# Texts for Three Weeks of Preaching



## NM_Presby (Nov 6, 2022)

Hi all,
I’m filling the pulpit at a small church near me for three weeks later this month and into December. I’m trying to determine what I should preach on for those three weeks. Obviously this will be decided with prayer and deep consideration, but to get some ideas going I was hoping to get suggestions from you all on passages/books that might work well. 

I’m primarily trying to think of unified texts that divide well into three sermons, but if there is something on the more “topical” side you can’t resist, feel free to share. 

P.S., I do know there was a similar thread many years ago, and I looked at it, but I figured the membership of the board has changed enough I’ll probably get some new ideas with a new thread.


----------



## Edward (Nov 6, 2022)

The Lord's Prayer. Read Matthew 6:9-13 each week, the three sermons on Matthew 6:11, 6:12, 6:13. Alternate division would be vs 9-10 the first week, 11-12 the second week, and 13 the third week. 
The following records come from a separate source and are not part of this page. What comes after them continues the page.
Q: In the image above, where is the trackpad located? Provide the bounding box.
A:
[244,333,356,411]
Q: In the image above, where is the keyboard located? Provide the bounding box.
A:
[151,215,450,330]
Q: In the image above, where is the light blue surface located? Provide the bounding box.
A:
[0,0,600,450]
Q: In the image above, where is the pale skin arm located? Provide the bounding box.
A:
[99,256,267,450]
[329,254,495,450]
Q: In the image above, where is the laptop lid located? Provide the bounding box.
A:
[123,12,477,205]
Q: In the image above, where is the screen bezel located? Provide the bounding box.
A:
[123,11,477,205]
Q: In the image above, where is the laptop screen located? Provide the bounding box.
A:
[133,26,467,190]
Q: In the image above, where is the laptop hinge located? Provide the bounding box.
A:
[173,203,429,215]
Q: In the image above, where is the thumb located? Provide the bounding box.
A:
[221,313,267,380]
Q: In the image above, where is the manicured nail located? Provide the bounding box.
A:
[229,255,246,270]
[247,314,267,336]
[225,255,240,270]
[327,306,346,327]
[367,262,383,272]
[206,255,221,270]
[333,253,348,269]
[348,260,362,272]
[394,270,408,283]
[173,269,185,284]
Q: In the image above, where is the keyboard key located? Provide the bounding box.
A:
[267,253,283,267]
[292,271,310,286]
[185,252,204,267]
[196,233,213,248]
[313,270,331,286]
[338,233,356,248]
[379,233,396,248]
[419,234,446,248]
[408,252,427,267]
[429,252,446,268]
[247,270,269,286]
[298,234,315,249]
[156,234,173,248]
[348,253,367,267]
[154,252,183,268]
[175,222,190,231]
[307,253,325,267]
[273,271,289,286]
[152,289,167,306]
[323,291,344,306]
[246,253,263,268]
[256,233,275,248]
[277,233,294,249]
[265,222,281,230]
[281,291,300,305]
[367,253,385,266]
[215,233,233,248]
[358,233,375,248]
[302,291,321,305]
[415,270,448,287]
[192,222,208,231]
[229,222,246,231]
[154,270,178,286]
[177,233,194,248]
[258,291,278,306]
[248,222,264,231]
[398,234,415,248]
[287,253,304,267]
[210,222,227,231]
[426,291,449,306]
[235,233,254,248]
I don't know how deep you'll be able to get into it in 3 weeks, our pastors are 8 weeks into the series (a subpart of a series on the Sermon on the Mount that started in April).

Reactions: Like 1


----------



## Taylor (Nov 6, 2022)

I preached through Nahum in three weeks. The book breaks up nicely into three chunks.

Reactions: Like 1


----------



## John The Baptist (Nov 6, 2022)

Titus 3:3-8 on good works and:
1. regeneration
2. justification
3. adoption


Half exegesis, half topical, I think. Good way to introduce these doctrines and their relationship to good works. I come from a very Arminian/legalist background so this type of teaching is needed in those circles and I’ve been dwelling over it for awhile.

Reactions: Like 1


----------